Coś się tu nie zaczyna
w swojej zwykłej porze.
Coś się tu nie odbywa
jak powinno.
Ktoś tutaj był i był,
a potem nagle zniknął
i uporczywie go nie ma....
W. Szymborska
...Nawet najpiękniejsze słowa nie są w stanie opisać tego jaki był...

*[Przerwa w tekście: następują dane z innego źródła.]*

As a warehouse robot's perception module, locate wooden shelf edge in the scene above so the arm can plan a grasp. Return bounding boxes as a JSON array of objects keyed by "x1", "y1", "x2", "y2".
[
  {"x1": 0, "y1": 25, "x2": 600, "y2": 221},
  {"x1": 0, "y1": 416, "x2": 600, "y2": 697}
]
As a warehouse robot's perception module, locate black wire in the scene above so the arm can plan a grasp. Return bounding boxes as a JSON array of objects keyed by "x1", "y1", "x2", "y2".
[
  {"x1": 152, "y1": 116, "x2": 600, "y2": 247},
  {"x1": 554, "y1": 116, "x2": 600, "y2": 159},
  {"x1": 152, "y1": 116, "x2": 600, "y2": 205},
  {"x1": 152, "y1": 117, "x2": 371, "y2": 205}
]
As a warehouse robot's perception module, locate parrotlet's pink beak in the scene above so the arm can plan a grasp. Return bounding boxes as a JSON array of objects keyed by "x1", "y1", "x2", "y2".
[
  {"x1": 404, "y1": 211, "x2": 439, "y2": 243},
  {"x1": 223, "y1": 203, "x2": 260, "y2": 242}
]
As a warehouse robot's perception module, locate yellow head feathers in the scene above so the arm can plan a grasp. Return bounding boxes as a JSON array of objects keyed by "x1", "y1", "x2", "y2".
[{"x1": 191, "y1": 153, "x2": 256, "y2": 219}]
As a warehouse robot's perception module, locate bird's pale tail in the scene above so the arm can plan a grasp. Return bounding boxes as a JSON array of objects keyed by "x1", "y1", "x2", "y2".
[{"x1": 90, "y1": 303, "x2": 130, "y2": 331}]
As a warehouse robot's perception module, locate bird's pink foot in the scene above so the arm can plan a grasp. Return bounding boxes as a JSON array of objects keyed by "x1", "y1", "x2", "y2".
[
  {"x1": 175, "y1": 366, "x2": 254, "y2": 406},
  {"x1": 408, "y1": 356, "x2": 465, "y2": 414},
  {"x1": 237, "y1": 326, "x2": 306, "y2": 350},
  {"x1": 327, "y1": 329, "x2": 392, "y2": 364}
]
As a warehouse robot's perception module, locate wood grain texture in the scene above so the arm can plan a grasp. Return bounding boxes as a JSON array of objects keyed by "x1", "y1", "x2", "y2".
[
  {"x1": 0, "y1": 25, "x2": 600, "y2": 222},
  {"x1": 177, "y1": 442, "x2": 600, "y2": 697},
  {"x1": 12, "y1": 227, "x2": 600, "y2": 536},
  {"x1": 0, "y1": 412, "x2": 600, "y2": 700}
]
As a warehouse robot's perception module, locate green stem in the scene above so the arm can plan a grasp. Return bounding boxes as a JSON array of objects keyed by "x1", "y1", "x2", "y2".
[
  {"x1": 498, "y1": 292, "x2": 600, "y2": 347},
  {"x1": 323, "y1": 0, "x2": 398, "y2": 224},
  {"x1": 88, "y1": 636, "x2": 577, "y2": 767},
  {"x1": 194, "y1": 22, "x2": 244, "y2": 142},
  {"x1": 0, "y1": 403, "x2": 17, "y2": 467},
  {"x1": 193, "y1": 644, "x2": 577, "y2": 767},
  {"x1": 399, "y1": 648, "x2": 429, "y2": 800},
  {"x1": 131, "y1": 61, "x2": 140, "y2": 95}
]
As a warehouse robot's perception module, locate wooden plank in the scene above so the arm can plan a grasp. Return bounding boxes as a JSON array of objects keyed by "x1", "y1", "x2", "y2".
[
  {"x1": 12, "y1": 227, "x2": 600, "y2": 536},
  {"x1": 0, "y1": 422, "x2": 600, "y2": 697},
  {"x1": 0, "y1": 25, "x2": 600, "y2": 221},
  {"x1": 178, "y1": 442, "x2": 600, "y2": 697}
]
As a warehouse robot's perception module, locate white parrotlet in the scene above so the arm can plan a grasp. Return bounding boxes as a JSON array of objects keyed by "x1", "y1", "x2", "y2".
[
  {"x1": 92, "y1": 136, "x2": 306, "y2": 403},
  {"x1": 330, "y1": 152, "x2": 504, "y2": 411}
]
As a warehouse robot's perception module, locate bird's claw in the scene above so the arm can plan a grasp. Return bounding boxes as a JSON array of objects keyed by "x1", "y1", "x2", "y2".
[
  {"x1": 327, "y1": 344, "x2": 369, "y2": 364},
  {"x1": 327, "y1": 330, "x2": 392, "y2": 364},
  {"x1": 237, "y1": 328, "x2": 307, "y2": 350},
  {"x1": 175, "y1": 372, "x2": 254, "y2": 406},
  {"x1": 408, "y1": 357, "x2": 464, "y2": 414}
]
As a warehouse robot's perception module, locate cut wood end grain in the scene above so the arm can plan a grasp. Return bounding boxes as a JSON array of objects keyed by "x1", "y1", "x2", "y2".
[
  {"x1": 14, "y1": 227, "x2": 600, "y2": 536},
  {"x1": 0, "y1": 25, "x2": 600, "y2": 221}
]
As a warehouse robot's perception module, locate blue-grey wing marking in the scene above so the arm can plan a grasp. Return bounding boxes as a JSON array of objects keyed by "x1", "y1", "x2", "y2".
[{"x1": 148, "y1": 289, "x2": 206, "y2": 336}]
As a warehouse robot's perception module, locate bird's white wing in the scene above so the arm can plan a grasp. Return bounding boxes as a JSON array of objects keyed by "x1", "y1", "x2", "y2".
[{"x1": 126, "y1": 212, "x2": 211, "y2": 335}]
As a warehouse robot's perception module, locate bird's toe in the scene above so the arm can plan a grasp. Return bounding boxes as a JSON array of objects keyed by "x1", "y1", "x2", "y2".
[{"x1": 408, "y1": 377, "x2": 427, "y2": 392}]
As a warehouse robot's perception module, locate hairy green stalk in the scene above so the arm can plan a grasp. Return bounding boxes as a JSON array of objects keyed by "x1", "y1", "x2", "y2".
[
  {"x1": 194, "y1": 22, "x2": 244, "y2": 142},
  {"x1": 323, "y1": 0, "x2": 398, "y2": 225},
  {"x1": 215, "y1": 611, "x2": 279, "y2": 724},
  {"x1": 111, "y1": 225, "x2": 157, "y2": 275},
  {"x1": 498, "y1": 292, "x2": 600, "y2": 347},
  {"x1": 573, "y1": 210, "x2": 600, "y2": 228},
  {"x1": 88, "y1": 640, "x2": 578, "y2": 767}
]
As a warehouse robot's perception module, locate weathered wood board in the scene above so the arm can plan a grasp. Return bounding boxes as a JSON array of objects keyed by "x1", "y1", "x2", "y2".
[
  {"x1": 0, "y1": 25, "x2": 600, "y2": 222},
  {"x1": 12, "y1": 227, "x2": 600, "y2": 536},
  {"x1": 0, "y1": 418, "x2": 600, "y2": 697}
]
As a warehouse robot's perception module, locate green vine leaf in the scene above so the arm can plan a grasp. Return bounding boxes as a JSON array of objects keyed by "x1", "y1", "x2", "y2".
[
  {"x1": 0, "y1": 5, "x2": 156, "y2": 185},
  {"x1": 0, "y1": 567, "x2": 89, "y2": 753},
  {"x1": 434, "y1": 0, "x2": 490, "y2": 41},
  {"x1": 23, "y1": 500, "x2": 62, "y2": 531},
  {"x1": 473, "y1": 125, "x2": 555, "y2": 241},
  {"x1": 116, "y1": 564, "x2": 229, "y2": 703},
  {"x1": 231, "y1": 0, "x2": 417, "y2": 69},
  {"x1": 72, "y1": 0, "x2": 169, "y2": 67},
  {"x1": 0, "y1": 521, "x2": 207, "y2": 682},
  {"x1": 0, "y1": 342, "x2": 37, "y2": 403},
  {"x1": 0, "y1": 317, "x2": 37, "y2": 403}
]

Ostatnie pożegnanie 18.01.2021r.
Drogi Tomeczku, dziękuję za wspólne spędzone ostatnie dwa lata. Dla mnie był to zaszczyt pracować z człowiekiem o tak dobrym sercu. Ty nigdy nie odmawiałeś pomocy bliskim, rodzinie. Zawsze można było na Ciebie liczyć. Nie zależnie od sytuacji. Byłeś dla mnie i swoich bliskich człowiekiem czynu, nie słowa. Twój lęk i troska o osoby, które tak bardzo kochałeś były charakterystyczne dla Ciebie. Wyróżniał cię pełen optymizm do świata i wieczny uśmiech. Osoba z tak czystymi intencjami jest na wagę złota. Byłeś człowiekiem poprostu o szlachetnym sercu. Za to Ci dziękujemy!!!
Dziś patrząc z perspektywy czasu pewne rzeczy mogliśmy zrobić inaczej, szybciej, lepiej, lecz to dziś już nie ma znaczenia.
Najważniejsze, że na samym końcu drogi miałeś blisko osoby, które tak bardzo kochałeś całym sercem.
Twoją ostanią wolę spełniliśmy i dopilnowaliśmy, tę walkę z czasem wygraliśmy, lecz wojnę o twoje zdrowie przegraliśmy- niestety.
Ważne, że ostanie dwa lata w Twoim życiu, były dla Ciebie tak łaskawe.
Byłeś tak szczęśliwy i uśmiechnięty i takim cię zapamiętamy.
Tomku, teraz odpoczywaj i jestem pewna, że wszyscy spotkamy się tam na górze, poczekaj tam na nas...
Bądź naszym Aniołem z nieba.
Spoczywaj w spokoju Tomuś!!! Dziękujemy!!!